Following the PCH up and down some of the bluffs did not daunt the XV Crosstrek, even with three good-sized people and some equipment on board.
There was far more of that kind of travel the second full day with the vehicle!
Besides the obvious hiking and climbing adventures offered by the mountain areas, the national forests near Los Angeles also have been the sites for rally races. So, armed with stage route maps from a rally that was held a few years ago, I headed for Angeles National Forest.
The XV Crosstrek easily plied the hills and valleys as I tracked down several of the rally roads – most of which were closed or only open to ATVs. So my journey was in the climbing and the descents.
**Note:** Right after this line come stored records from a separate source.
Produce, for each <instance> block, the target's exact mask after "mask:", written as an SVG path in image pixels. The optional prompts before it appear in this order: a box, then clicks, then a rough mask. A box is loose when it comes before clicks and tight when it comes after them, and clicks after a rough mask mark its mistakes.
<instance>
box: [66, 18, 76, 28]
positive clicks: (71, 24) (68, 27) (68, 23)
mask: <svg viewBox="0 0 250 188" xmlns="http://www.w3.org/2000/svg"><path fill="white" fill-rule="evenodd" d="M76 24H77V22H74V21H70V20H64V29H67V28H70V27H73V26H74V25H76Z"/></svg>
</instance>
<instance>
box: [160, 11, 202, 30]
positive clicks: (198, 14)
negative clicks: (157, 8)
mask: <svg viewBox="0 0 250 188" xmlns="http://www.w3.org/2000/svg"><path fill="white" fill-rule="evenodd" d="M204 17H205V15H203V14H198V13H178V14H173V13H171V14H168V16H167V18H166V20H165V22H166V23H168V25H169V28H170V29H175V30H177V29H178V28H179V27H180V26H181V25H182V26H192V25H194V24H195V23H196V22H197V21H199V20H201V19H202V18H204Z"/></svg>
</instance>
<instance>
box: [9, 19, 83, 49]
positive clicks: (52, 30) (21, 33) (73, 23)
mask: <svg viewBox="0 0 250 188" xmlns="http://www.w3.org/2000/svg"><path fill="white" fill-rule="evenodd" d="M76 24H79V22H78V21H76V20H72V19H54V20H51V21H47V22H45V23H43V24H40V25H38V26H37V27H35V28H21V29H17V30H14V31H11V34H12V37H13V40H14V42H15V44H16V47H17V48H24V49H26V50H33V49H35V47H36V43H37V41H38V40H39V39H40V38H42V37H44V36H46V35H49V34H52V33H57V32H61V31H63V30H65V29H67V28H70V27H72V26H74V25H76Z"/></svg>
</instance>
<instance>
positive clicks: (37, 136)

I drove up to well above 7,000 feet, and the XV Crosstrek never faltered or whimpered. Plus, pulling off onto rock-strewn entrances to trails caused no concern because of the vehicle’s 8.7 inches of ride height.
Like the PCH, the mountain roads were narrow, but not due to housing. Nor were they as crowded as the PCH. I can see where the XV Crosstrek would be the perfect vehicle to take equipment and a friend to go climbing, camping, kayaking, etc.
It was on one of the mountain slopes that I met two climbers – both of retirement age. They approached to see if the XV Crosstrek was a Subaru. (They had a bet.) Finding that it was, they guessed by its appearance that it was a new Outback. They were interested in its space with the seatbacks folded down and its estimated mileage (EPA estimated 33 mpg highway).
A number of Subaru owners had checked out the XV Crosstrek on the freeways, too, trying to see just what this Subaru was. It does draw attention, even in Satin White Pearl.
I handed back the key with reluctance after only 628 miles. I felt as if I were only just starting to get to know this vehicle.
Personal highlights of the XV Crosstrek:
- The cockpit-like feel of the driver’s seat, with a balanced instrument panel straight ahead and the navigation screen with the computer readouts stacked within easy reach to the right
- Handiness of the paddle shifters
- Steering ease, especially in urban areas
- Mileage – I’d like to see how much improvement there is cruising without traffic and once the engine is broken in
- The sound produced by the audio system
- The intuitive navigation system
- Ride quietness
- Added suspension height – good for rocky side roads, so I’d like to see how it would handle the snow in Wisconsin, where I live
1 Bluetooth is a registered trademark of Bluetooth SIG, Inc.
2 XM is a registered trademark of XM Satellite Radio, Inc.
3 iPhone is a registered trademark of Apple Inc.